It is a sublime expression of the old faith.
Doctor Grenfell’s patients are of three classes. There is first the “liveyere”—the inhabitant of the Labrador coast—the most ignorant and wretched of them all. There is the Newfoundland “outporter”—the small fisherman of the remoter coast, who must depend wholly upon his hook and line for subsistence. There is the Labradorman—the Newfoundland fisherman of the better class, who fishes the Labrador coast in the summer season and returns to his home port when the snow begins to fly in the fall. Some description of these three classes is here offered, that the reader may understand the character and condition of the folk among whom Dr. Grenfell labours.
“As a permanent abode of civilized man,” it is written in a very learned if somewhat old-fashioned work, “Labrador is, on the whole, one of the most uninviting spots on the face of the earth.” That is putting it altogether too delicately; there should be no qualification; the place is a brutal desolation. The weather has scoured the coast—a thousand miles of it—as clean as an old bone: it is utterly sterile, save for a tuft or two of hardy grass and wide patches of crisp moss; bare gray rocks, low in the south, towering and craggy in the north, everywhere blasted by frost, lie in billowy hills between the froth and clammy mist of the sea and the starved forest at the edge of the inland wilderness. The interior is forbidding; few explorers have essayed adventure there; but the Indians—an expiring tribe—and trappers who have caught sight of the “height of land” say that it is for the most part a vast table-land, barren, strewn with enormous boulders, scarce in game, swarming with flies, with vegetation surviving only in the hollows and ravines—a sullen, forsaken waste.
Those who dwell on the coast are called “liveyeres” because they say, “Oh, ay, zur, I lives yere!” in answer to the question. These are not to be confounded with the Newfoundland fishermen who sail the Labrador seas in the fishing season—an adventurous, thrifty folk, bright-eyed, hearty in laughter—twenty-five thousand hale men and boys, with many a wife and maid, who come and return again. Less than four thousand poor folk have on the long coast the “permanent abode” of which the learned work speaks—much less, I should think, from the Strait of Belle Isle to Cape Chidley. It is an evil fate to be born there: the Newfoundlanders who went north from their better country, the Hudson Bay Company’s servants who took wives from the natives, all the chance comers who procrastinated their escape, desperately wronged their posterity; the saving circumstance is the very isolation of the dwelling-place—no man knows, no man really knows, that elsewhere the earth is kinder to her children and fairer far than the wind-swept, barren coast to which he is used. They live content, bearing many children, in inclemency, in squalor, and, from time to time, in uttermost poverty—such poverty as clothes a child in a trouser leg and feeds babies and strong men alike on nothing but flour and water. They were born there: that is where they came from; that is why they live there.
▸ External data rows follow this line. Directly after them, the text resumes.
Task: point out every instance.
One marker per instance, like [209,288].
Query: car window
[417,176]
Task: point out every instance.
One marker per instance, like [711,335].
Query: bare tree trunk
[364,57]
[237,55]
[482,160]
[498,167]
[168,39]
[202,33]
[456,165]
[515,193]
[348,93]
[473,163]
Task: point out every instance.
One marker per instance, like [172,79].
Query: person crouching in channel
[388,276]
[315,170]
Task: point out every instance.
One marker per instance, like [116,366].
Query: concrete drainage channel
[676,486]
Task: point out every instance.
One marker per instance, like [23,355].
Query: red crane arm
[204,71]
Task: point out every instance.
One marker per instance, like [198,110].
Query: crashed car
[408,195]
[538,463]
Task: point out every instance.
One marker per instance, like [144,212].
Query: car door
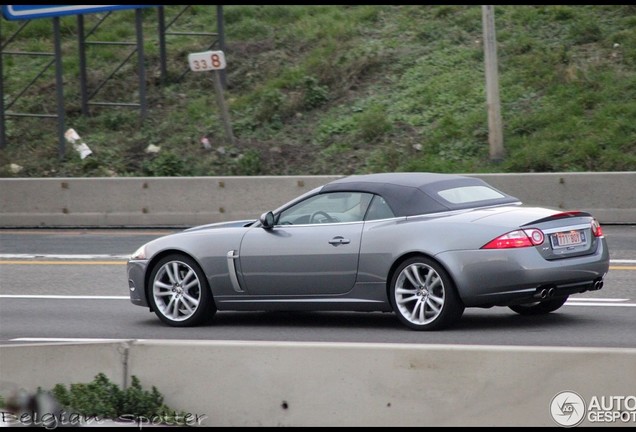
[313,248]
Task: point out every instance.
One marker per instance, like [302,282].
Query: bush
[103,399]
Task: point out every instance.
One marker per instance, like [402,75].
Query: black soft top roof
[410,194]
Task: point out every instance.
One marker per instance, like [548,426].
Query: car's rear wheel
[424,296]
[540,308]
[179,292]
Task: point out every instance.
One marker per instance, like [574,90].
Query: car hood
[228,224]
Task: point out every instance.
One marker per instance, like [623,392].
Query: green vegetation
[343,90]
[101,398]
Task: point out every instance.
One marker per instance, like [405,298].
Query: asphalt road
[71,284]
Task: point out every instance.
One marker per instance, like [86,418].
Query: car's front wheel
[179,292]
[540,308]
[424,296]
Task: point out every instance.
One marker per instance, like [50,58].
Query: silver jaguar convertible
[422,245]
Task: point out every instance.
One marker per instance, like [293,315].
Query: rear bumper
[505,277]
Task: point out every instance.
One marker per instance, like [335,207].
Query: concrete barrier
[188,201]
[337,384]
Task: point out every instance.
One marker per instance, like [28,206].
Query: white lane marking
[570,302]
[593,299]
[126,256]
[63,297]
[66,340]
[574,301]
[619,261]
[65,256]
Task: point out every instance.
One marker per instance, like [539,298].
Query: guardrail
[189,201]
[224,383]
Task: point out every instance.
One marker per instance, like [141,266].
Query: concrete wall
[188,201]
[338,384]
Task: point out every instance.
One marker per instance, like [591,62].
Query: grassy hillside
[346,89]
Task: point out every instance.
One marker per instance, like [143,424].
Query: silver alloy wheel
[419,293]
[176,290]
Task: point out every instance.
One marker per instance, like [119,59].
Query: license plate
[569,238]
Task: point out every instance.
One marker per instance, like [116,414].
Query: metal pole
[221,37]
[59,83]
[495,134]
[225,116]
[140,63]
[162,44]
[3,137]
[82,64]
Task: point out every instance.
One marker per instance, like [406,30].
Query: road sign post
[214,61]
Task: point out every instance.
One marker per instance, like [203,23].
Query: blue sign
[26,12]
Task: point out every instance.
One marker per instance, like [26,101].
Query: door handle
[339,240]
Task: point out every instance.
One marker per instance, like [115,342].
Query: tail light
[517,239]
[597,231]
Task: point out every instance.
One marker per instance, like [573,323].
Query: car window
[327,208]
[469,194]
[379,209]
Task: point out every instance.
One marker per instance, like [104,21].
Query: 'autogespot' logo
[567,409]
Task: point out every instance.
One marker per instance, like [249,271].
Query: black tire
[540,308]
[179,293]
[424,296]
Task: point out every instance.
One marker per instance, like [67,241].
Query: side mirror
[267,220]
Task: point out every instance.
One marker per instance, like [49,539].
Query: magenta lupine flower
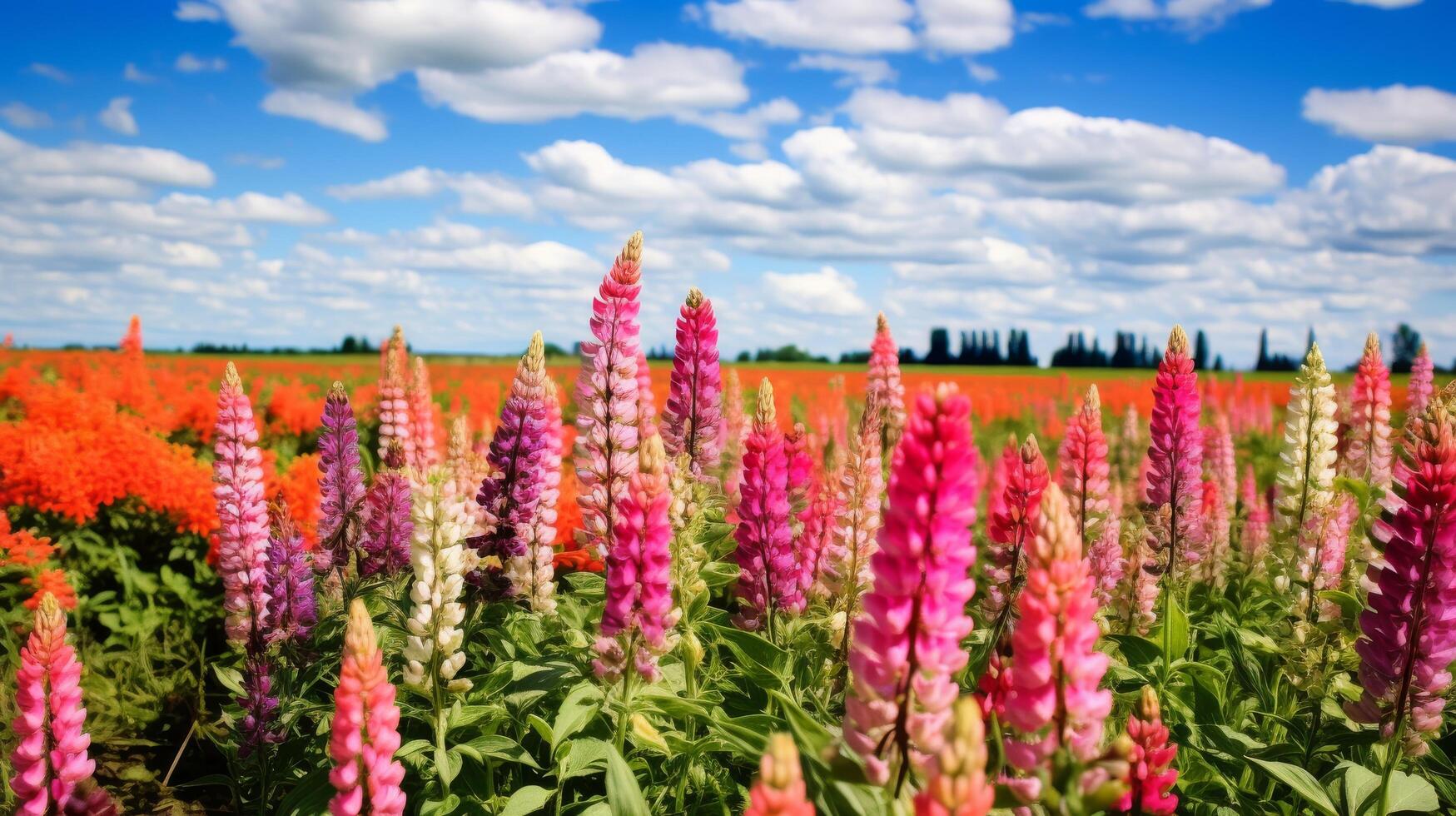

“’Tis a short feast and a long famine,” said a northern “liveyere,” quite cheerfully; to him it was just a commonplace fact of life.
There are degrees of wretchedness: a frame cottage is the habitation of the rich and great where the poor live in turf huts; and the poor subsist on roots and a paste of flour and water when the rich feast on salt junk. The folk who live near the Strait of Belle Isle and on the gulf shore may be in happier circumstances. To be sure, they know the pinch of famine; but some—the really well-to-do—are clear of the over-shadowing dread of it. The “liveyeres” of the north dwell in huts, in lonely coves of the bays, remote even from neighbours as ill-cased as themselves; there they live and laugh and love and suffer and die and bury their dead—alone. To the south, however, there are little settlements in the more sheltered harbours—the largest of not more than a hundred souls—where there is a degree of prosperity and of comfort; potatoes are a luxury, but the flour-barrel is always full, the pork-barrel not always empty, and there are raisins in the duff on feast-days; moreover, there are stoves in the whitewashed houses (the northern “liveyere’s” stove is more often than not a flat rock), beds to sleep in, muslin curtains in the little windows, and a flower, it may be, sprouting desperately in a red pot on the sill. That is the extreme of luxury—rare to be met with; and it is at all times open to dissolution by famine.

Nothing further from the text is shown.